Strange Neighbors

Birds and gravestones make for strange neighbors. Here among the earthly remains of Detroit’s business and political elite, a fledgling cooper’s hawk perches on the branch of an oak, waiting to be fed by doting parents scrounging for lunch.

Equipped with telescopes and patience to answer a flood of questions from newbie birders like me, guides from the Detroit Bird Alliance point out feathered visitors as we walk past final resting places of strangers. A spotted sandpiper bobs along the gravel shore of a pond that is part of the Bloody Run creek way, named for the 1796 battle between the native Pontiac and the British. A turkey vulture and chimney swift swoop above the leavy canopies that shelter final resting places.

 I signed up for this tour not knowing what to expect. Besides the birding gurus, our event was co-led a staff member from the Cemetery’s Foundation, which raises funds to support maintenance of Elmwood’s 146 acres of rolling hills, waterways and trees designed by the renowned landscape designer  Frederick Law Olmsted. Opened in 1846, Elmwood is the city’s oldest non-denominational cemetery. There is another distinction: with over ninety species of trees, Elmwood is a certified arboretum. The jewel in the crown is an 180-year-old Burr Oak, whose spacious canopy of green gives shelter to dozens of surrounding greying tombstones.

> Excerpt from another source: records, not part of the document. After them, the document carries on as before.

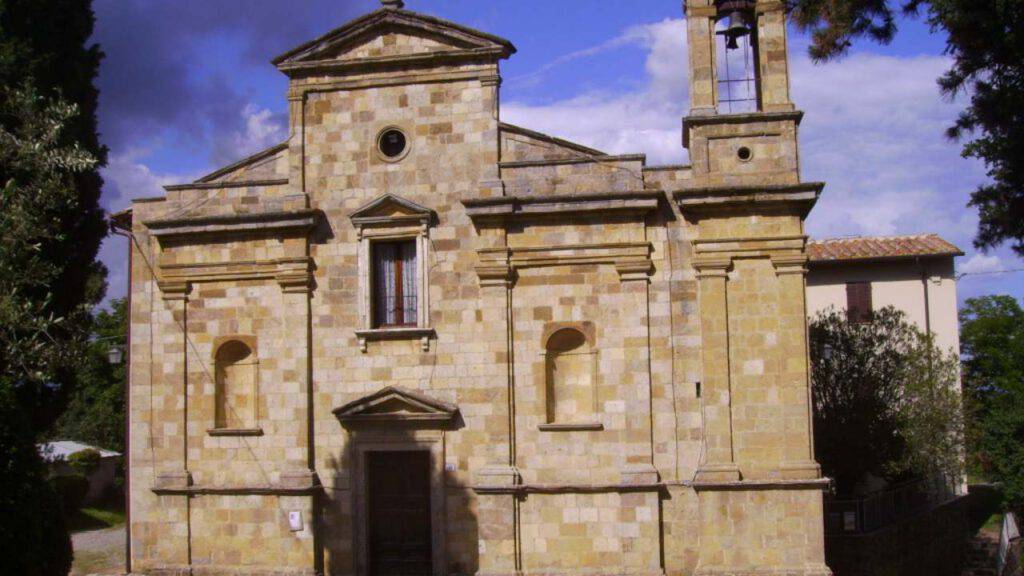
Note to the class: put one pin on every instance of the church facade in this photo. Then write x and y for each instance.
(416, 339)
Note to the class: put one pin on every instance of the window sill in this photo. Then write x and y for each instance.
(571, 426)
(396, 333)
(235, 432)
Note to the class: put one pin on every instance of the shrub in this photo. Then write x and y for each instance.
(84, 462)
(72, 489)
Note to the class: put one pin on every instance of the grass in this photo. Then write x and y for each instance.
(96, 519)
(993, 525)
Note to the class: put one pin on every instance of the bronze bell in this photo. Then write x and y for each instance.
(739, 22)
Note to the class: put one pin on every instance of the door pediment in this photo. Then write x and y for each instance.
(396, 406)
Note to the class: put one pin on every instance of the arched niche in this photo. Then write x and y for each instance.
(569, 375)
(236, 372)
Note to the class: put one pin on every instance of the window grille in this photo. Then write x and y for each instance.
(737, 73)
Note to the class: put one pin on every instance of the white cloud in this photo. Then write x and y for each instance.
(126, 177)
(643, 121)
(262, 129)
(873, 131)
(982, 263)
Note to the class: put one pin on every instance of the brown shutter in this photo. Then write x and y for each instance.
(858, 301)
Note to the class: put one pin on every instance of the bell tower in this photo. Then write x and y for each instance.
(759, 487)
(741, 127)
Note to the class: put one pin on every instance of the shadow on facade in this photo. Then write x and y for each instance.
(371, 523)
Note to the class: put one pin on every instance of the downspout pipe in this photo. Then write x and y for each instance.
(121, 224)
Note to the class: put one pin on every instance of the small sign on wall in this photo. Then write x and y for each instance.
(295, 521)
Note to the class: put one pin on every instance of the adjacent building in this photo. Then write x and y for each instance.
(912, 274)
(414, 338)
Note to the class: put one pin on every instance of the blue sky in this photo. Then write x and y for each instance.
(186, 86)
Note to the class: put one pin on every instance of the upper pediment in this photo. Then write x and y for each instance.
(393, 36)
(394, 405)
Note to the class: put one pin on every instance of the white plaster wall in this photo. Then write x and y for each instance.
(900, 284)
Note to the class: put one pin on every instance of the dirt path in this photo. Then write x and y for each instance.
(98, 551)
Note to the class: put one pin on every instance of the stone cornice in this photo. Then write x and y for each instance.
(297, 220)
(568, 488)
(226, 184)
(519, 207)
(700, 201)
(294, 275)
(394, 405)
(481, 74)
(763, 485)
(389, 19)
(642, 158)
(499, 265)
(404, 62)
(264, 490)
(695, 120)
(245, 162)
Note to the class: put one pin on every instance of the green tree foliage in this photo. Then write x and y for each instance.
(886, 401)
(34, 537)
(36, 344)
(43, 45)
(95, 413)
(985, 39)
(85, 462)
(992, 345)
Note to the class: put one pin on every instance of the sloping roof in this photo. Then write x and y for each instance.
(880, 247)
(61, 449)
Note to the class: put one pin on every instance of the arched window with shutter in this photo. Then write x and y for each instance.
(236, 369)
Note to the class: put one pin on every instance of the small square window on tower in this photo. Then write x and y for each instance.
(394, 283)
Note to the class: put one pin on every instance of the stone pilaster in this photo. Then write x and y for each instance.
(719, 464)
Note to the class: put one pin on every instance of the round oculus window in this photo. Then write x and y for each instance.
(392, 142)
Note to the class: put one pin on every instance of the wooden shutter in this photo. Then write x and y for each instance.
(858, 301)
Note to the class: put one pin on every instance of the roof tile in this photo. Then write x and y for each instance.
(880, 247)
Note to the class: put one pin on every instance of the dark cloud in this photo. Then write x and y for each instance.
(154, 77)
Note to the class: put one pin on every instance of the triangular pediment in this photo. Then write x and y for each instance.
(396, 405)
(391, 35)
(390, 209)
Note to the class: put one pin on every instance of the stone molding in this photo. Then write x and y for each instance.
(242, 163)
(499, 265)
(377, 334)
(709, 117)
(365, 217)
(592, 159)
(523, 489)
(389, 19)
(227, 184)
(570, 426)
(761, 485)
(298, 90)
(232, 224)
(294, 275)
(264, 490)
(508, 208)
(233, 432)
(404, 62)
(391, 217)
(701, 202)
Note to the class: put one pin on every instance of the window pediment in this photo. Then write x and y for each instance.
(390, 211)
(394, 405)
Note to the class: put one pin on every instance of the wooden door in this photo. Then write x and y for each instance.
(398, 488)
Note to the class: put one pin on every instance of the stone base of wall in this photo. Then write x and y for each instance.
(934, 542)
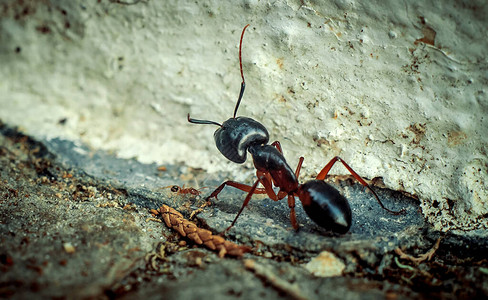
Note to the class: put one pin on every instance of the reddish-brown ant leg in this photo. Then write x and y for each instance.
(277, 145)
(293, 216)
(327, 168)
(291, 198)
(246, 201)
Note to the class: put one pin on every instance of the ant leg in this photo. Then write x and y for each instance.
(327, 168)
(246, 201)
(293, 217)
(299, 167)
(277, 145)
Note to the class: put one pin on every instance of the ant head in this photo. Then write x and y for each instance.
(236, 135)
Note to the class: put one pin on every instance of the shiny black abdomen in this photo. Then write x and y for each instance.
(236, 135)
(327, 207)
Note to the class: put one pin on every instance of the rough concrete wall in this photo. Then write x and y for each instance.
(397, 89)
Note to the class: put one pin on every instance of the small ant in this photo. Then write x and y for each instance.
(183, 190)
(321, 201)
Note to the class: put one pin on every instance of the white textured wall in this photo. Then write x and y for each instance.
(396, 88)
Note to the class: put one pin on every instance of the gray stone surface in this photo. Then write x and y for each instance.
(74, 224)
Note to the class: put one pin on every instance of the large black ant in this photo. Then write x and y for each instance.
(321, 201)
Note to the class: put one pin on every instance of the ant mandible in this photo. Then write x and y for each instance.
(321, 201)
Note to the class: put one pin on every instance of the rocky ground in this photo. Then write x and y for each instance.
(76, 223)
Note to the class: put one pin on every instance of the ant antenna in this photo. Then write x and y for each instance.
(195, 121)
(243, 84)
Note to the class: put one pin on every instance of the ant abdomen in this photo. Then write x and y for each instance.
(326, 206)
(236, 135)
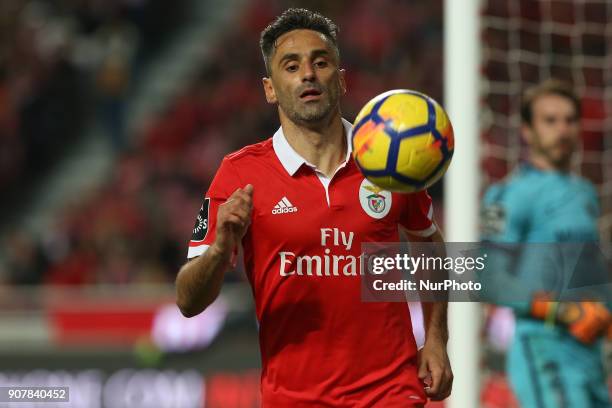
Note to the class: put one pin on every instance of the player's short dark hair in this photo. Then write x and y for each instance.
(296, 19)
(548, 87)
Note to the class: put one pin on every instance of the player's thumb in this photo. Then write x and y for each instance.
(423, 368)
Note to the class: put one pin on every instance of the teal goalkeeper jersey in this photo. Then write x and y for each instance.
(534, 206)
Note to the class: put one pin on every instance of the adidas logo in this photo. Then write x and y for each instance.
(284, 206)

 An inventory of permanent residents reads like a list of Detroit’s best and brightest. US Senator and prominent business leader Lewis Cass is buried here. Detroit Mayor Colman Young is resting in a black sarcophagus along a gravel path. A veteran of the War of 1812 rests in the military section.

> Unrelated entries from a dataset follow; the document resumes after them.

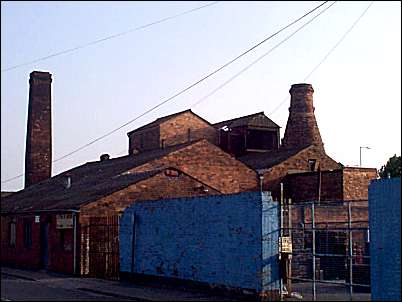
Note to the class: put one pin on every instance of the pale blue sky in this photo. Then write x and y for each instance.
(98, 88)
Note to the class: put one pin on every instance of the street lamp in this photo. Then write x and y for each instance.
(361, 154)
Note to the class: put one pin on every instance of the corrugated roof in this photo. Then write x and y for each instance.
(89, 182)
(258, 119)
(268, 159)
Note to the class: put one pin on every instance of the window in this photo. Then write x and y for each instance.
(27, 234)
(62, 239)
(311, 164)
(261, 139)
(12, 233)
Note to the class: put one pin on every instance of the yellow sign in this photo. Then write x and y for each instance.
(64, 221)
(285, 245)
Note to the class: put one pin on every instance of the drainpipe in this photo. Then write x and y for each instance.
(75, 243)
(261, 177)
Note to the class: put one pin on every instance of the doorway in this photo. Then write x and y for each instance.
(44, 246)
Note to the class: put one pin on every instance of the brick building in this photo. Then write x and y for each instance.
(179, 155)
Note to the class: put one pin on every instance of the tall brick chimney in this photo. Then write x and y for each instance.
(38, 152)
(301, 128)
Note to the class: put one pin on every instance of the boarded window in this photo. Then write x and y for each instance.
(312, 164)
(27, 234)
(62, 239)
(12, 233)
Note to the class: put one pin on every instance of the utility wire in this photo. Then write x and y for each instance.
(184, 90)
(109, 37)
(260, 58)
(327, 55)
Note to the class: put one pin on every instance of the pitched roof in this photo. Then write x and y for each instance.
(268, 159)
(258, 119)
(160, 120)
(89, 182)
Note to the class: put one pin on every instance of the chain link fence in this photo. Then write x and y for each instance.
(328, 258)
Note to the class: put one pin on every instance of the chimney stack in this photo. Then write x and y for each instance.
(38, 153)
(301, 128)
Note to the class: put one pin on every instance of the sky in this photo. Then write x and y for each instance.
(98, 88)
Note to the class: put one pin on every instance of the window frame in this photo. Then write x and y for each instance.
(27, 234)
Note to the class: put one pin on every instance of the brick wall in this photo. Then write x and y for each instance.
(157, 187)
(343, 184)
(209, 164)
(305, 186)
(299, 162)
(385, 239)
(215, 239)
(175, 131)
(147, 139)
(179, 129)
(59, 258)
(356, 182)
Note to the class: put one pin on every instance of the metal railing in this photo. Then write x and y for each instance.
(329, 257)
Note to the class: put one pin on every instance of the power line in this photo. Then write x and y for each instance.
(184, 90)
(108, 38)
(328, 54)
(257, 60)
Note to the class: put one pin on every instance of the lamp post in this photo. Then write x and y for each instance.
(361, 154)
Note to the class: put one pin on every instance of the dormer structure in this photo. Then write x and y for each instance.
(170, 130)
(248, 134)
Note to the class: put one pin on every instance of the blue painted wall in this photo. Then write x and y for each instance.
(385, 239)
(228, 240)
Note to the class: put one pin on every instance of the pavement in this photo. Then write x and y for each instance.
(123, 290)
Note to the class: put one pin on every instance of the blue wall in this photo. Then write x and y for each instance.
(385, 239)
(228, 240)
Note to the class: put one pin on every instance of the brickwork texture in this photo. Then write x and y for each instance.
(228, 240)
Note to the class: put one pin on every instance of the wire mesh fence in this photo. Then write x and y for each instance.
(329, 258)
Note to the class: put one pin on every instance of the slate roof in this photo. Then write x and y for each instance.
(258, 119)
(89, 182)
(268, 159)
(160, 120)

I learn from our guide that Elmwood is the first fully racially integrated cemetery in the Midwest. Detroit’s first black physician is interred here, as are the US Colored Troops who served in the Civil War. Our cemetery guide points out the jagged obelisk marking the grave of US Senator Jacob Howard, who helped draft the 13th amendment to the US constitution banning slavery. Even in death Howard made a statement, directing that his obelisk remain unfinished to symbolize that achieving racial equality is an ongoing struggle.

Not all residents are famous. I pause in front of a monument of a woman who is headless, inscribed with only “Maude” and wearing a granite dress with sleek folds. Along the shaded gravel paths, I sometime wander to an ancient looking gravestone to calculate a lifespan. It is heartbreaking to see granite slabs   of infants who died before their first birthdays, most likely from diseases like diphtheria or cholera.

 I marvel at the stately silhouette of a hawk perched in a nearby tree. And I think about two dear friends who passed last month, and how it seems impossible that they are gone, the permanence of it all...In Exit the King,  French playwright Eugene Ionesco writes about a dying leader anguished by the truth that after his impending death, life will go on in his kingdom.   Without him.

The sun will still rise and set. Mothers and fathers will coo at sweet newborns.  Toddlers will learn to walk, and children will board school buses for the first time. And others will breathe their last breath.

Before leaving this sacred place, I watch in wonder as a double crested cormorant extends his mighty black wings and takes flight from the cemetery’s small pond.